French Tax Agent Sold Crypto Holder Data for €800; Appeal Denied
A French tax official used the ‘Mira’ database to sell crypto investor home addresses to violent criminals for €800, confirming the physical security risks of centralized wealth registries.
The ultimate security vulnerability in 2026 isn’t a smart contract bug or a compromised private key. It’s a civil servant with a login. On Jan. 6, the Paris Court of Appeal denied the release of Ghalia C., a tax agent from the Bobigny (Seine-Saint-Denis) office charged with selling confidential citizen dossiers to violent criminals.
Prosecutors revealed that Ghalia C. utilized the “Mira” tax database to compile unauthorized profiles on “cryptocurrency specialists,” prison guards, and high-net-worth individuals, including billionaire Vincent Bolloré. In one confirmed instance, she sold a target’s home address and family details for just €800. The buyers subsequently executed a home invasion on a prison officer in Montreuil, assaulting him in front of his family.

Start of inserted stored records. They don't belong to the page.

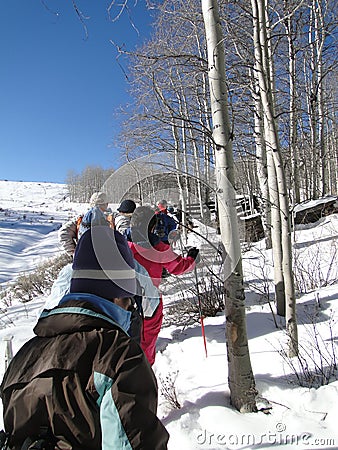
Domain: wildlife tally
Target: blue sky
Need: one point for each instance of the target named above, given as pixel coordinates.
(58, 90)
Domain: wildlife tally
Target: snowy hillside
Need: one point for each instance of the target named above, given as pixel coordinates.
(301, 417)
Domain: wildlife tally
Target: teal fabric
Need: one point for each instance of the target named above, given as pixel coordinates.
(75, 310)
(119, 315)
(113, 434)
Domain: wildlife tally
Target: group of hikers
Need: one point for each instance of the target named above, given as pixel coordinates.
(85, 380)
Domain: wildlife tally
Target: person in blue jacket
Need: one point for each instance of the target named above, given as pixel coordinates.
(82, 382)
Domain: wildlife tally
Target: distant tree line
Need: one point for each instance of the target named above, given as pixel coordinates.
(81, 186)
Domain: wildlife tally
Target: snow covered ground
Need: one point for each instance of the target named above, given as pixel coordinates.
(300, 418)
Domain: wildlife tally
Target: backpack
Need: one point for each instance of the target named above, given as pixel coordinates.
(161, 229)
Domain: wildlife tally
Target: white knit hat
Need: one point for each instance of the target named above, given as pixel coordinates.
(98, 198)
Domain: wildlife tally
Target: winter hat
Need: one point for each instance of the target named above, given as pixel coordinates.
(98, 198)
(162, 205)
(93, 218)
(143, 218)
(103, 265)
(127, 206)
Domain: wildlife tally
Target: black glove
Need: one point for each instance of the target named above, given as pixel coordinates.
(194, 253)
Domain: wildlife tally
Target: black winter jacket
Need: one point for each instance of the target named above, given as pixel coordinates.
(84, 378)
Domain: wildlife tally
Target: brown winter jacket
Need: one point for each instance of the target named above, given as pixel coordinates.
(83, 377)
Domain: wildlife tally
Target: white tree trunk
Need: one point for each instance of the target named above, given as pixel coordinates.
(241, 380)
(273, 146)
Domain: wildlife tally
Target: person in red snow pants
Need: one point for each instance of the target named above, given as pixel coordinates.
(154, 255)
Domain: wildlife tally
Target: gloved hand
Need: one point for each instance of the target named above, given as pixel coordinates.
(194, 253)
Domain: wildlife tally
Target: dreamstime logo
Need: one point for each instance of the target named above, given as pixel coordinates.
(152, 178)
(277, 437)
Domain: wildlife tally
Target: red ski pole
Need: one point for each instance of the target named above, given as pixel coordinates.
(200, 313)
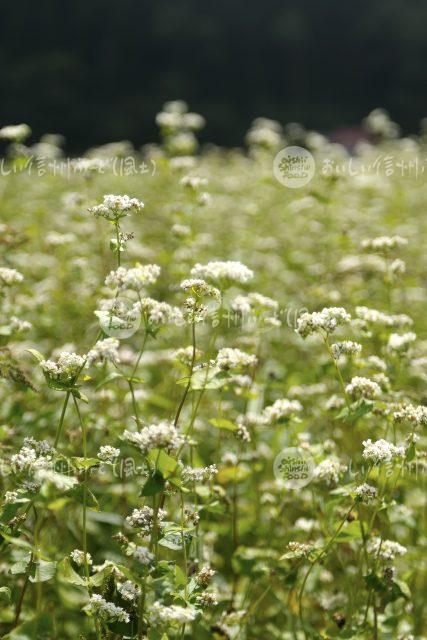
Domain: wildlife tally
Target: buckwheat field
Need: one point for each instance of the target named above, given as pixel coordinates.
(213, 400)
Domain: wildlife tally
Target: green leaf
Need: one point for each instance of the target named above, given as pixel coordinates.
(222, 423)
(67, 573)
(5, 594)
(154, 484)
(114, 375)
(78, 494)
(45, 570)
(36, 354)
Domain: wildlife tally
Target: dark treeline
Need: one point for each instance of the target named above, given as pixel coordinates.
(99, 70)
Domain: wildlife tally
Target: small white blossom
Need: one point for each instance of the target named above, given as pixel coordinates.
(228, 358)
(107, 611)
(220, 271)
(107, 453)
(326, 320)
(381, 451)
(360, 387)
(134, 278)
(116, 207)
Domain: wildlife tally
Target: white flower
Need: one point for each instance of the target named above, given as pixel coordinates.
(411, 413)
(104, 351)
(399, 343)
(199, 474)
(107, 453)
(78, 557)
(348, 348)
(328, 471)
(9, 277)
(143, 555)
(200, 288)
(158, 313)
(143, 519)
(129, 591)
(372, 316)
(366, 493)
(220, 271)
(134, 278)
(363, 387)
(15, 132)
(162, 435)
(116, 207)
(381, 451)
(281, 408)
(65, 369)
(173, 615)
(228, 358)
(107, 610)
(384, 243)
(326, 320)
(386, 549)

The $5 Wrench Attack Goes Institutional
While the market focuses on Bitcoin’s struggle to reclaim $91,000 (-1.2% 24h), the physical threat vector has shifted from random social engineering to systemic institutional betrayal. The Ghalia C. case confirms that “air-gapped” cold storage is defenseless against state-level data leaks. The 32-year-old agent accepted payments via Western Union to facilitate what the General Inspectorate of the National Police (IGPN) describes as the “uberization” of file trafficking.
“The newest vector isn’t Telegram doxxing or compromised exchanges. It’s privileged access to state identity systems that map names to addresses, phone numbers, and family structures with a single query.”
State Databases: The New Honeypot
This internal breach arrives as France implements its controversial 2026 “Unproductive Wealth” Tax (Impôt sur la Fortune Improductive), which classifies crypto assets alongside yachts and fine art. The legislation, which narrowly passed the National Assembly in late 2025, mandates that the government maintain a centralized registry of all digital asset holdings exceeding €2 million.
Security researchers have long warned that such registries create a “shopping list” for organized crime. The IGPN reported 93 investigations for professional secrecy violations and 76 for database diversion in 2024 alone, signaling that the Ghalia C. incident is a statistical inevitability rather than an anomaly. While the French government issued an August 2025 decree removing crypto executives’ home addresses from the public RCS commercial registry, the tax administration retains full visibility, and as the Bobigny case proves, that data is for sale.